Itens essenciais ficam mais caros e ampliam impacto no bolso do consumidor

Goianésia - Levantamentos realizados entre o final de 2025 e o início de 2026 apontam uma elevação expressiva nos preços de itens essenciais da alimentação, como banana, óleo de soja, batata, manteiga, carne bovina e açúcar cristal. O resultado direto dessas variações foi o aumento do custo da cesta básica em Goiás, que chegou, em janeiro de 2026, ao valor médio de R$ 725,95. O impacto já é sentido de forma clara pelos consumidores, especialmente nas compras do dia a dia.

Em Goianésia, a aposentada Neide Ferreira relata a dificuldade para manter o orçamento equilibrado diante da alta nos preços. Segundo ela, as despesas com alimentação têm superado o planejamento mensal. “Realmente está muito caro. O custo de vida subiu bastante, e a gente acaba gastando mais do que o previsto com supermercado. Isso é algo que me preocupa muito”, afirma.

O aumento dos alimentos compromete diretamente o planejamento financeiro das famílias goianas, sobretudo aquelas com renda mais baixa.

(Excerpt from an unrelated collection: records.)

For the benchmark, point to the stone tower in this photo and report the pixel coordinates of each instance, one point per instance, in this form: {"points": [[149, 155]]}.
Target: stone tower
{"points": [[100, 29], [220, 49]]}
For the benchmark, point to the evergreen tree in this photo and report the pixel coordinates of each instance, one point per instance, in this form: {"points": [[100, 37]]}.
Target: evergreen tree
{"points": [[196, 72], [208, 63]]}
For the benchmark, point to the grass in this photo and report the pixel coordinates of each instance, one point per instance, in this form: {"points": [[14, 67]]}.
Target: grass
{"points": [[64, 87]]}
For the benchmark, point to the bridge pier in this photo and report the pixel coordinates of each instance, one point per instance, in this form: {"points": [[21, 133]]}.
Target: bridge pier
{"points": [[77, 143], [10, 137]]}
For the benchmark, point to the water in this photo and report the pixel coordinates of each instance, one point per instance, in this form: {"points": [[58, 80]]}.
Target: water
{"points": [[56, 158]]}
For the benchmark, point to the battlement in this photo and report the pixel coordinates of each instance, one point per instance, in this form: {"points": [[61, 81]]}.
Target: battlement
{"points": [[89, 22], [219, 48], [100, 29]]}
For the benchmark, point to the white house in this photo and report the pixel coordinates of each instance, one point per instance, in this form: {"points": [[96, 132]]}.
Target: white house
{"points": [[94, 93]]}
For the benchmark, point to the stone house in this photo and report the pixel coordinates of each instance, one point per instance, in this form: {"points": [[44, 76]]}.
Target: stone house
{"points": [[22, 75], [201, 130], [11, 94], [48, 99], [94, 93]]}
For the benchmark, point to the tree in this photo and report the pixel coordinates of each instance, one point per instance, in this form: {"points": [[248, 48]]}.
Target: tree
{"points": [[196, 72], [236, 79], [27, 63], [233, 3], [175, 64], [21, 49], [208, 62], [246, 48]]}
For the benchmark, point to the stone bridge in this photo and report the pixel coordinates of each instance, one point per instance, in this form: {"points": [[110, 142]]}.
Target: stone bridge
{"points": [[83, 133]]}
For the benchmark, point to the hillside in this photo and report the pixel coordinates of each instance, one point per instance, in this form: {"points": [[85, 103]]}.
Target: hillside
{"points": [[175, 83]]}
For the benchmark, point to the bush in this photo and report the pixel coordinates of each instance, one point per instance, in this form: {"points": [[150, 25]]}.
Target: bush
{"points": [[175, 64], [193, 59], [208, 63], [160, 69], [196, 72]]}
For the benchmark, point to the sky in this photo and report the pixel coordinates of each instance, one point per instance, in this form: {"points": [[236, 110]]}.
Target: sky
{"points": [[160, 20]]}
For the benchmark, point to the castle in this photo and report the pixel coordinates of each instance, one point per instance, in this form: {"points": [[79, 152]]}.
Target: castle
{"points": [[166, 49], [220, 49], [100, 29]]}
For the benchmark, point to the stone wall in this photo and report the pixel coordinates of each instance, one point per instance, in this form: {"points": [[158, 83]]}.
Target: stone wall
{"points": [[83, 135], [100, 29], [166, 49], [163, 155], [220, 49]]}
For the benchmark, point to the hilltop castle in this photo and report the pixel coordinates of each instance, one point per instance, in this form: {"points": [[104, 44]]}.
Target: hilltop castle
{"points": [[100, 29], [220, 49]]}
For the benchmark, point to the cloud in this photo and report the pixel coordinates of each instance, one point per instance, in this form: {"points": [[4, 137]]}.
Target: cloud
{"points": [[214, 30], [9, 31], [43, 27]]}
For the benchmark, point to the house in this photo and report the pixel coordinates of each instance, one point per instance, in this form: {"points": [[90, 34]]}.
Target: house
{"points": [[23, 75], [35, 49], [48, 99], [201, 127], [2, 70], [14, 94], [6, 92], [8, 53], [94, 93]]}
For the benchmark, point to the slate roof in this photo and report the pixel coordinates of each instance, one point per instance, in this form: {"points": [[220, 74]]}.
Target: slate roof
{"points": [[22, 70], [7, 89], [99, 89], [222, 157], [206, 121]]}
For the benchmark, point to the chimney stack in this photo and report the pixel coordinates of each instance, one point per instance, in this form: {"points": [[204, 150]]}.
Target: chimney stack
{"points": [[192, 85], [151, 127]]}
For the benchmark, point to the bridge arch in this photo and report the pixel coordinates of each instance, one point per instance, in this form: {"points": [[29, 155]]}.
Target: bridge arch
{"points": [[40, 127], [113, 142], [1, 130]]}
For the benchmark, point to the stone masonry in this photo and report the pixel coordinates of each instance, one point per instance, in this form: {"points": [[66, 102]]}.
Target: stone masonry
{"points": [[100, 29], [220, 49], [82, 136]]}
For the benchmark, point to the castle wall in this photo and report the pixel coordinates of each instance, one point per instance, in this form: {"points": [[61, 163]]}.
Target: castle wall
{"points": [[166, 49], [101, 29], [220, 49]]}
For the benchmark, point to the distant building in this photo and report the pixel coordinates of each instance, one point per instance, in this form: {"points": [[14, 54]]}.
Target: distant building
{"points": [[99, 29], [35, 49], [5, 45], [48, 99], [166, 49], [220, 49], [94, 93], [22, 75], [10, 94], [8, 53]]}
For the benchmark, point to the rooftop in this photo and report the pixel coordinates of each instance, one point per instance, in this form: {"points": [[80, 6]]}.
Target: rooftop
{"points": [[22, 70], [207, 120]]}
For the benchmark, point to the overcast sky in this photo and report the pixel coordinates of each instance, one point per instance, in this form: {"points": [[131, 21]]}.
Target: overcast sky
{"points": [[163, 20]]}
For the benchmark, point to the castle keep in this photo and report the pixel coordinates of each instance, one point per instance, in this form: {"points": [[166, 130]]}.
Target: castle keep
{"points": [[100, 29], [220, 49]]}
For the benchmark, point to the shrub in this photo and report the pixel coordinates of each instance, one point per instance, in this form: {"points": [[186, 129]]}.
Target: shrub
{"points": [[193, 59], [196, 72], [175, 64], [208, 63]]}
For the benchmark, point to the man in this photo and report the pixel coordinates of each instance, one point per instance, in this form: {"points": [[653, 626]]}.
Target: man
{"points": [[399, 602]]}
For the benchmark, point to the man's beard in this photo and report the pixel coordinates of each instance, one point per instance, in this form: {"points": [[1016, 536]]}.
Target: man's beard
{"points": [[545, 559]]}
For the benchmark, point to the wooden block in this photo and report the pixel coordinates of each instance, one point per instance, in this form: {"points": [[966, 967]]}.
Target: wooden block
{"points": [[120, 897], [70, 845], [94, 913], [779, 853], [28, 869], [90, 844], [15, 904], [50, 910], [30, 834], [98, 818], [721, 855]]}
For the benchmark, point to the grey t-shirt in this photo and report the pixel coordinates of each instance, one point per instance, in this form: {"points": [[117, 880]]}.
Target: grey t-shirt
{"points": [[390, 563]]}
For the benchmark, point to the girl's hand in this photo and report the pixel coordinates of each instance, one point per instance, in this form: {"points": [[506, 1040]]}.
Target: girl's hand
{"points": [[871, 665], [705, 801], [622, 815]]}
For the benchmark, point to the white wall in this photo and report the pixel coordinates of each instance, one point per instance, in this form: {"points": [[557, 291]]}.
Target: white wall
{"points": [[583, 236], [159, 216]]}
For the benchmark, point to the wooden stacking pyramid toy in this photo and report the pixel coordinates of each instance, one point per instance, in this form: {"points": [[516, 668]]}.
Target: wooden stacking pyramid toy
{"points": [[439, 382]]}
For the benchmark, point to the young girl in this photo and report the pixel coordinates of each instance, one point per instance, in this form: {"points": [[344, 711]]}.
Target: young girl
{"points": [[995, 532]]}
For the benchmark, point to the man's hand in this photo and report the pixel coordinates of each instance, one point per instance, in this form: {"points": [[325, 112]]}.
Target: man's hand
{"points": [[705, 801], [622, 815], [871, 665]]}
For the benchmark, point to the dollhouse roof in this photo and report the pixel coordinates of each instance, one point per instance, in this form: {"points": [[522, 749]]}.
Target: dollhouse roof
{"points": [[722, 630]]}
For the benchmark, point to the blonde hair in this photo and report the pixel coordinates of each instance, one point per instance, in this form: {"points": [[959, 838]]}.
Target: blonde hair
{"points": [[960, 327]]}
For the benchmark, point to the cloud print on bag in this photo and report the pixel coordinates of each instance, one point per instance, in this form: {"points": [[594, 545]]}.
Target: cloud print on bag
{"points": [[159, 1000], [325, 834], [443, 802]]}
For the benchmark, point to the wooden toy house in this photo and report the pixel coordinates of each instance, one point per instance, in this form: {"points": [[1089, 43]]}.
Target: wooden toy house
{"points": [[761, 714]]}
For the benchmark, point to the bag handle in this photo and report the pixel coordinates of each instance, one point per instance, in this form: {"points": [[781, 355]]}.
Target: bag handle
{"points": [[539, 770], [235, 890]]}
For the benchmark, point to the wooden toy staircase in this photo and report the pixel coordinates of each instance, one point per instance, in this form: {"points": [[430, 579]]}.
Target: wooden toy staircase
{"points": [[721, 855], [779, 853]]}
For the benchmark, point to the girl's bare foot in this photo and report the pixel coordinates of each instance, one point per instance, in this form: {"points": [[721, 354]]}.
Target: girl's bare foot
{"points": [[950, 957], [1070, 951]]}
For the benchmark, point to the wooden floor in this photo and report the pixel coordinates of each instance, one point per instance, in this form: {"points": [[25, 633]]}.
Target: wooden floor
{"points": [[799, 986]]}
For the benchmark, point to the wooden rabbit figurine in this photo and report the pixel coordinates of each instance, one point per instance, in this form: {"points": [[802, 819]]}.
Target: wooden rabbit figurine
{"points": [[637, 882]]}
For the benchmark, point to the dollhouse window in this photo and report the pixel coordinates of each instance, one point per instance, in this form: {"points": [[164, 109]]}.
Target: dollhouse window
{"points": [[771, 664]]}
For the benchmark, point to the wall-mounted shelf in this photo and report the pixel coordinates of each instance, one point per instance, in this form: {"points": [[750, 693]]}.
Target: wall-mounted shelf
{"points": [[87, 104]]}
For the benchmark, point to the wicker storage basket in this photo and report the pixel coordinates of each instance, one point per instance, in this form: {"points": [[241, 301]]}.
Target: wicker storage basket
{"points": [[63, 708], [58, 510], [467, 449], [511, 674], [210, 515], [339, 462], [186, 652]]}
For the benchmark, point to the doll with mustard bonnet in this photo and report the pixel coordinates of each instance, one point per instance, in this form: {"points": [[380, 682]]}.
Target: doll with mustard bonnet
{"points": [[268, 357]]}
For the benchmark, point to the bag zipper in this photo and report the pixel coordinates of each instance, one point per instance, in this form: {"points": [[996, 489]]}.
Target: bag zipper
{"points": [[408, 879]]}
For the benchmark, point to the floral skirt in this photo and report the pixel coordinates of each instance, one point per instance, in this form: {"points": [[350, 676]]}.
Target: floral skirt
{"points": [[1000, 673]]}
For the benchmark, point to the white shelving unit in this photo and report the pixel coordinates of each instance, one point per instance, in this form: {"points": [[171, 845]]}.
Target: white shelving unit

Em municípios como Anápolis, por exemplo, a cesta básica registrou alta de 2,3% em outubro de 2025, refletindo um movimento de pressão contínua sobre os preços. A economista Alessandra Campos explica que os reajustes são mais sentidos em produtos de consumo frequente, como carnes e legumes, que têm peso significativo no orçamento doméstico.

De acordo com a economista, o problema não se resume a um único fator. “Quando analisamos os últimos quatro ou cinco anos, observamos um aumento constante e expressivo em despesas como energia elétrica, que impacta diretamente a renda das famílias de baixa renda. Houve elevação significativa também nos preços da carne e em setores como a construção civil. Hoje, existe uma perda muito grande do poder de compra, e isso afeta diretamente famílias que vivem com rendimentos insuficientes para cobrir despesas básicas”, explica.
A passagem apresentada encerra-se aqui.